I had a teacher once. She wasn't the most brilliant teacher in the world, but good enough to have productive lessons with. I loved the subject and I liked the tutor. The best combination in academic world ever.
One day there was a lecture whose topic got my full attention. After returning home I started searching for more info trying to feed my curiosity. Not only had I gotten intellectually satisfied but also discovered something I thought the teacher may not be aware of. The next step was printing some stuff out and delivering it to my lecturer. Considering my colleagues' lack of enthusiasm, my 'display of interest' was a well planted seed. The teacher got really excited about having a keen listener and since then on she kept presenting me with various extras. All the lectures were directed straight to my ears and the eye contact got so constant I had an impression she didn't acknowledge the presence of about 40 other students in the room.
The worst part was about to come. Since the teacher ran out of interesting topics, my attention decreased proportionally. The tutors's enthusiasm didn't. Things kept coming into my hands.

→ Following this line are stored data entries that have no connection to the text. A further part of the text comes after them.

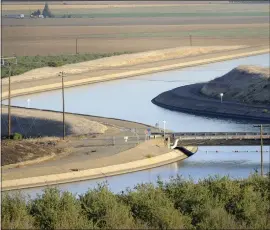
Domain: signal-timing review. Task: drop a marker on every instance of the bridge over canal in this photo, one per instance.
(216, 138)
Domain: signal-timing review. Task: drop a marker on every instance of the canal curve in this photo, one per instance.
(130, 99)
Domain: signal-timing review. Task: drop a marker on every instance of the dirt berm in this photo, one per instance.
(246, 96)
(248, 84)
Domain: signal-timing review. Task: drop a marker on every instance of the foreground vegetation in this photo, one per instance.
(213, 203)
(26, 63)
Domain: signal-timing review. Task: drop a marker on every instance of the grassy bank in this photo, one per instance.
(213, 203)
(26, 63)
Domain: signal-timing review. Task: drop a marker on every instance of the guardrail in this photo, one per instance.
(177, 134)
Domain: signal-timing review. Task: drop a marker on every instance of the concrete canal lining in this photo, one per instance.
(96, 173)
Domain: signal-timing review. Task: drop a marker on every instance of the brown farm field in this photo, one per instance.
(136, 26)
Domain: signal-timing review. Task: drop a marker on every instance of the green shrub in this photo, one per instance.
(213, 203)
(14, 213)
(150, 205)
(102, 207)
(17, 136)
(53, 210)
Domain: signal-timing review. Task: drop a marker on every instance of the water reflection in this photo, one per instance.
(225, 162)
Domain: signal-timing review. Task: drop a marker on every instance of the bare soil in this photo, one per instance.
(25, 150)
(248, 84)
(106, 33)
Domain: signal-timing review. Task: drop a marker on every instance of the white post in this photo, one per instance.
(164, 126)
(221, 95)
(28, 102)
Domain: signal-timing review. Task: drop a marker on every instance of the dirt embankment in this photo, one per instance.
(248, 84)
(119, 62)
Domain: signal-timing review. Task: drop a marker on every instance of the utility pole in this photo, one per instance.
(76, 45)
(9, 112)
(61, 74)
(190, 40)
(261, 134)
(9, 65)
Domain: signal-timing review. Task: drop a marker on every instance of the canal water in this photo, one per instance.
(130, 99)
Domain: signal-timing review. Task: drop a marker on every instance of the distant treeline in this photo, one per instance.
(264, 1)
(212, 203)
(27, 63)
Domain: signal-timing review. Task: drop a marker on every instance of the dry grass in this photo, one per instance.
(248, 84)
(49, 123)
(120, 61)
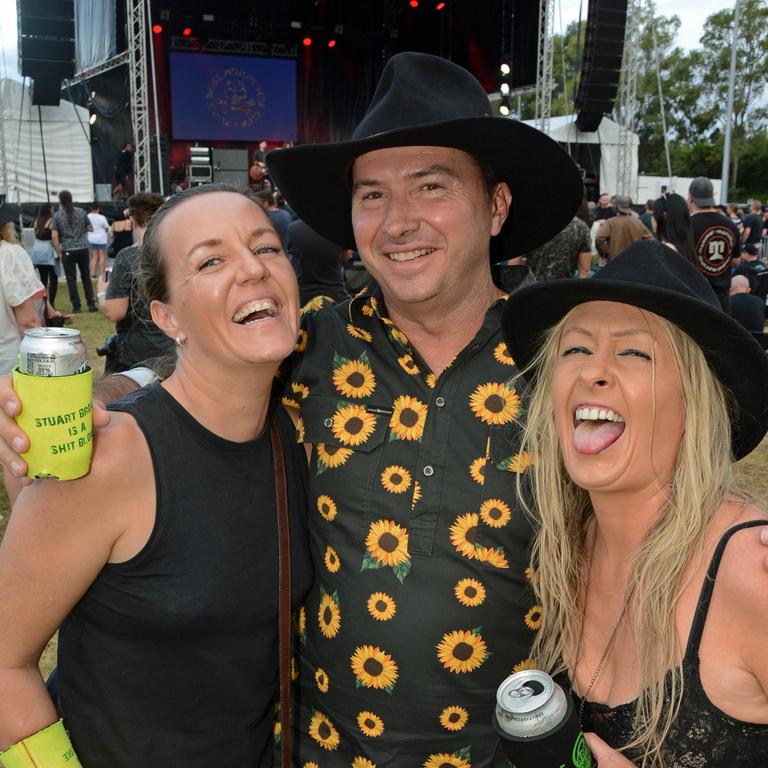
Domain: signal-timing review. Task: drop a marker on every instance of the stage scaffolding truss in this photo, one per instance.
(544, 81)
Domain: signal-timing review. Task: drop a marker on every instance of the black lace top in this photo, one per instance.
(702, 736)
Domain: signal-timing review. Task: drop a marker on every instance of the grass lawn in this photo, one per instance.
(94, 327)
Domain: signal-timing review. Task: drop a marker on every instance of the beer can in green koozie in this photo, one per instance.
(55, 386)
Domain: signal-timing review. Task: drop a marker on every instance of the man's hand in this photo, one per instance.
(13, 441)
(605, 756)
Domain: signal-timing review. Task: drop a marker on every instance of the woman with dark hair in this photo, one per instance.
(672, 224)
(44, 256)
(161, 566)
(70, 239)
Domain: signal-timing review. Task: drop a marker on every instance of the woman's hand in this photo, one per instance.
(13, 441)
(604, 755)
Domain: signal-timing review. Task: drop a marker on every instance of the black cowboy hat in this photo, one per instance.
(653, 277)
(423, 100)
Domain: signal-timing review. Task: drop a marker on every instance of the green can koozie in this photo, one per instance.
(57, 416)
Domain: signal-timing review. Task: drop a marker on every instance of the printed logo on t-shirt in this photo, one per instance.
(714, 250)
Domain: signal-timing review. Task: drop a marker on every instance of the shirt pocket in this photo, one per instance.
(502, 525)
(346, 438)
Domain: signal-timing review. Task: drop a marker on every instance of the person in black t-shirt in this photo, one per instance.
(753, 224)
(716, 238)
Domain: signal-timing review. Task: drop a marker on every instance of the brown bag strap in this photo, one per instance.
(284, 598)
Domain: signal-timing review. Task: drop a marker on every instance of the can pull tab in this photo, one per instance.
(521, 692)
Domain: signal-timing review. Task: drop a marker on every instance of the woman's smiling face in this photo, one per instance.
(617, 398)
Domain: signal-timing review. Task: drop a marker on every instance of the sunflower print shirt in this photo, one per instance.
(420, 606)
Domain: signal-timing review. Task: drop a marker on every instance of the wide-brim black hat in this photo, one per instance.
(423, 100)
(653, 277)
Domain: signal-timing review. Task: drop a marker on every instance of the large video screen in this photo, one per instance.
(233, 98)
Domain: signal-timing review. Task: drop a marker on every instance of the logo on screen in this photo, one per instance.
(235, 98)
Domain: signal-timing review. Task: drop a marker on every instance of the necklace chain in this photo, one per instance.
(611, 639)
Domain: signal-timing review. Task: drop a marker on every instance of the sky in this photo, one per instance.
(692, 14)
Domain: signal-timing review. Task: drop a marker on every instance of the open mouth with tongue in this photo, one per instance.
(596, 428)
(253, 311)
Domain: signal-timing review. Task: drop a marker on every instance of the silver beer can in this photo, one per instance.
(52, 352)
(530, 704)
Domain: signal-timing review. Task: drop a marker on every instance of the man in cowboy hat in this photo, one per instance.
(420, 606)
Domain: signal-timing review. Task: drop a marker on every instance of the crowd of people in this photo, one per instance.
(495, 481)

Printouts, copies, extra volumes of books. The collection of it was growing as fast as my interest was falling. My mentor expected too much from me. She saw in me someone interested in her knowledge, while my interest was limited to that single topic from which everything started. I got fed up. She saw my lack of interest and got hurt because she found out I wasn't the way she expected me to be. I got hurt finding out she got disappointed.
That was a great lesson. Expecting too much from others hurts. It clouds our judgment and gets the real person out of focus.

Final countdown

Olsztyn and it's Gothic castle. I'll be there soon...

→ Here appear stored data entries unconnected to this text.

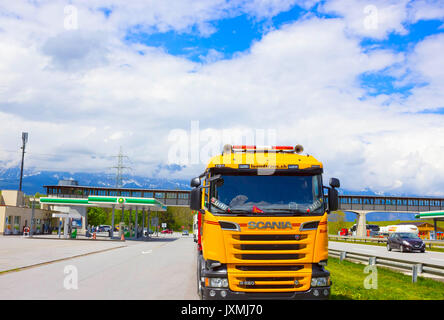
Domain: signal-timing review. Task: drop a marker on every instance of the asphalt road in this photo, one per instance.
(162, 269)
(381, 251)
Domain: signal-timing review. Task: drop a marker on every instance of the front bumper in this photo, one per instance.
(413, 248)
(318, 293)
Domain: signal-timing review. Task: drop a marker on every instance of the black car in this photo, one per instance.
(405, 242)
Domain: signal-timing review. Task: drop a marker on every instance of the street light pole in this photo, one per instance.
(24, 140)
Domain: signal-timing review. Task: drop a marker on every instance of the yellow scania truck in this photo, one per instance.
(262, 224)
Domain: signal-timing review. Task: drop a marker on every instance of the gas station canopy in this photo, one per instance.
(106, 202)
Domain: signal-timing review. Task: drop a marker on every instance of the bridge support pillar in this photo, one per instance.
(361, 224)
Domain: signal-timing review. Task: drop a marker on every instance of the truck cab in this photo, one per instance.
(262, 224)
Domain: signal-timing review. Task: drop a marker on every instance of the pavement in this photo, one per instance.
(160, 269)
(21, 252)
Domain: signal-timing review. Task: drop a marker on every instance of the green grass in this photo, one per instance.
(348, 283)
(384, 244)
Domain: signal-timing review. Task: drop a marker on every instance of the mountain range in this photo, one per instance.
(33, 182)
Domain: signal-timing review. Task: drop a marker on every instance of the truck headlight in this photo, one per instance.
(320, 282)
(218, 282)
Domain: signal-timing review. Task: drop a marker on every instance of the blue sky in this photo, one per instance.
(235, 35)
(357, 83)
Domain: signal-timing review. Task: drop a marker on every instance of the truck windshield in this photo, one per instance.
(267, 194)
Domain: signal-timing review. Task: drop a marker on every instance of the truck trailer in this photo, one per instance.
(262, 224)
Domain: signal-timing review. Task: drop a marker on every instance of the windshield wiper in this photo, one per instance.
(286, 210)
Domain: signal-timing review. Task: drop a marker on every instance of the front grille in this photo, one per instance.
(265, 283)
(269, 262)
(269, 256)
(270, 237)
(269, 268)
(271, 246)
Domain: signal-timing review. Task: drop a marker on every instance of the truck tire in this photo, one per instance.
(198, 275)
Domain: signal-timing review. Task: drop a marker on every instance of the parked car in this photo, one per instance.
(405, 242)
(104, 228)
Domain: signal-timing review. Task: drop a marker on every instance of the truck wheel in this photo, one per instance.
(199, 272)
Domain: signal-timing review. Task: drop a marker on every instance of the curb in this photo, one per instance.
(58, 260)
(77, 239)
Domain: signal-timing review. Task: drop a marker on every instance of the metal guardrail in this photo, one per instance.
(415, 267)
(429, 243)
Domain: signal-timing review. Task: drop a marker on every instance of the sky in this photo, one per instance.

9 days to go. Going back in time or traveling to the future? Heraclitus of Ephesus said "Panta rhei". You can not step twice into the same river; for other waters are ever flowing on to you. I guess traveling to the future then. I have an impression it'll be like a surrealistic dream. The one in which you know the surroundings but people and some other details are strange, and then - you, in the middle of it. A bizarre combination of old and new. Do I still belong there? Will I embrace old friendships or look in the eyes of strange people speaking different language?